Here, Lewis goes on to demonstrate that the militia musters are “a ridiculous farce” that members of the regular military look on with contempt as a parody of serviceable military training.
If we attempt an estimate of the expense, in a pecuniary point of view, and confine ourselves to the state of Pennsylvania, we shall find it too great to be increased without a strong probability of some important advantage resulting from it. Assuming the report of the adjutant general as a full account of the enrolled militia, or of the number liable to be enrolled, and estimating the value of their time, as the legislature would appear to have done, at one dollar a day, the amount thus appropriated annually would be 366,580 dollars. But militia trainings always draw numbers of spectators, whose time is also lost. The militia men are frequently less fit than ordinary for their usual employments a day or two after their training is over. The actual disbursements, beyond what the usual routine of business requires, are often considerable. If for these various articles we add twenty-five percent, the amount will be 458,200 dollars.

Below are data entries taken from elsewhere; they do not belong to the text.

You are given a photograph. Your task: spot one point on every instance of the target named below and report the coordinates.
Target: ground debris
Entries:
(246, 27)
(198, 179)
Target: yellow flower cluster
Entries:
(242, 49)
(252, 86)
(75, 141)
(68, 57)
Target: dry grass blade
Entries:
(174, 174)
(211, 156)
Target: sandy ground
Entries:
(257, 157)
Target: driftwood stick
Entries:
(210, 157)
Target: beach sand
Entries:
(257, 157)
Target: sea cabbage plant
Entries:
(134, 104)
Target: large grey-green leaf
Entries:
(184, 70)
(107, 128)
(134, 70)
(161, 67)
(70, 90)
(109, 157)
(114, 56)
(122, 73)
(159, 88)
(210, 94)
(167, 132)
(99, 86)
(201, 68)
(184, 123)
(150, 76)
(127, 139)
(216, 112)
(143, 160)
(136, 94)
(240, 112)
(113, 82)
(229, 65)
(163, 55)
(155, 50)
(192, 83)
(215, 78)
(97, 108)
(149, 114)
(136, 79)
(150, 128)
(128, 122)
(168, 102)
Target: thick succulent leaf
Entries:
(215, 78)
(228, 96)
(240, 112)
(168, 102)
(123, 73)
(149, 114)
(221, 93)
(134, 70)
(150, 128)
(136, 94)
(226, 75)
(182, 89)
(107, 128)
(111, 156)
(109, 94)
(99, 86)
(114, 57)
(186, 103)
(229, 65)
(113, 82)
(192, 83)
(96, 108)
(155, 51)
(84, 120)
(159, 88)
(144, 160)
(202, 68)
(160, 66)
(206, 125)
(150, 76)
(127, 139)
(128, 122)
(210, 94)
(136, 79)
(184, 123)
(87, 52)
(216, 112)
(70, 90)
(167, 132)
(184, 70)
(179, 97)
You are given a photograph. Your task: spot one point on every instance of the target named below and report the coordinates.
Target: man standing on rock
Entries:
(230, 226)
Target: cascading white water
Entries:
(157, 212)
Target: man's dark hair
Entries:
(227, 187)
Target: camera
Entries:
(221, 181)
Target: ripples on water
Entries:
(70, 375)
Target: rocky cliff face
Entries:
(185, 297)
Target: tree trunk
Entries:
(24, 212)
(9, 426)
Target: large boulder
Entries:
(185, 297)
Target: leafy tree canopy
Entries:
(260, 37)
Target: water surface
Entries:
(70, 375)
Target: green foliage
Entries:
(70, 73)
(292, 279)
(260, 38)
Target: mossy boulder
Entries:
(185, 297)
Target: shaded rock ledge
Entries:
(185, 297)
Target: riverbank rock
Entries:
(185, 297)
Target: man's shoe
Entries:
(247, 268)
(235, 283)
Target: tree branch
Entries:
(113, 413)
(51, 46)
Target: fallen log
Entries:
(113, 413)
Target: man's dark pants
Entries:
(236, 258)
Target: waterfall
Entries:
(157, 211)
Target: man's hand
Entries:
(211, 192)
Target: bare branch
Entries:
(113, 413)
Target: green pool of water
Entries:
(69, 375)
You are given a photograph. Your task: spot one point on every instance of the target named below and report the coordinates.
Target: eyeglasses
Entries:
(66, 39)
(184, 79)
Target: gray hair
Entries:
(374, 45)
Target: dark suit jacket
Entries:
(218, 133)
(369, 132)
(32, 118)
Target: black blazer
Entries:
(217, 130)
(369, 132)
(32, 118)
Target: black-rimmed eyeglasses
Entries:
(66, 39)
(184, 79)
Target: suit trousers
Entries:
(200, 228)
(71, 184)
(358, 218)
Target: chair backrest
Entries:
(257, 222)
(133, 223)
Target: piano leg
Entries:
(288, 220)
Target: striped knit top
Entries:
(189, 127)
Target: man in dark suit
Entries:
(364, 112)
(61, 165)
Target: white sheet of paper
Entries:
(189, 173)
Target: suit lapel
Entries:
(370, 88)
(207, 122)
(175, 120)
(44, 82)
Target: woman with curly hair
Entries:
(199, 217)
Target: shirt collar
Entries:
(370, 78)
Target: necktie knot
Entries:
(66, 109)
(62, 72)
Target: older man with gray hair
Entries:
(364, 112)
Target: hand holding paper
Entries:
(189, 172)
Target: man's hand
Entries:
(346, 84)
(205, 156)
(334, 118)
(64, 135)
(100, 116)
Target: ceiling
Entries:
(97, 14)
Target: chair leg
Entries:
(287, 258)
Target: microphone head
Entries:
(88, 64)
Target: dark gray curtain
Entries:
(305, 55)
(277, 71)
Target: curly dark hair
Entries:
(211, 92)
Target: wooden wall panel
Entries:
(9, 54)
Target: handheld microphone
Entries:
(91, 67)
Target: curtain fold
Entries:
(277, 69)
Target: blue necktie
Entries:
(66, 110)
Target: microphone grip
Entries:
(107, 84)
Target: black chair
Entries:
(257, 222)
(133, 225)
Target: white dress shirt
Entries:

This calculation, it is true, is founded on the supposition that all who are enrolled are obedient to the requisition; a supposition confessedly incorrect. But as those who are absent are liable to a fine of the amount first stated; and those fines are often collected at a heavy sacrifice on the part of the sufferers, besides the time employed in assessing and collecting these fines, must be charged to the system; and the absent militia man, if he has no tangible property, may be confined thirty days to a prison as a counterpoise to his two days of training; there appears no reason to reduce the estimate on these accounts to a lower aggregate.
And it just keeps going from there. But I’ve tried to chop it down to the bits that most directly address Quaker aversion to paying militia exemption fines.
Lewis’s argument is a good preview of a debate that would happen when Pennsylvania held a convention to amend its state Constitution. Then, too, the debate over what concessions would be granted to Quaker conscientious scruples against militia service would become tangled up in the debate over whether the militia trainings were worthwhile at all or had become “a ridiculous farce” that should be abandoned.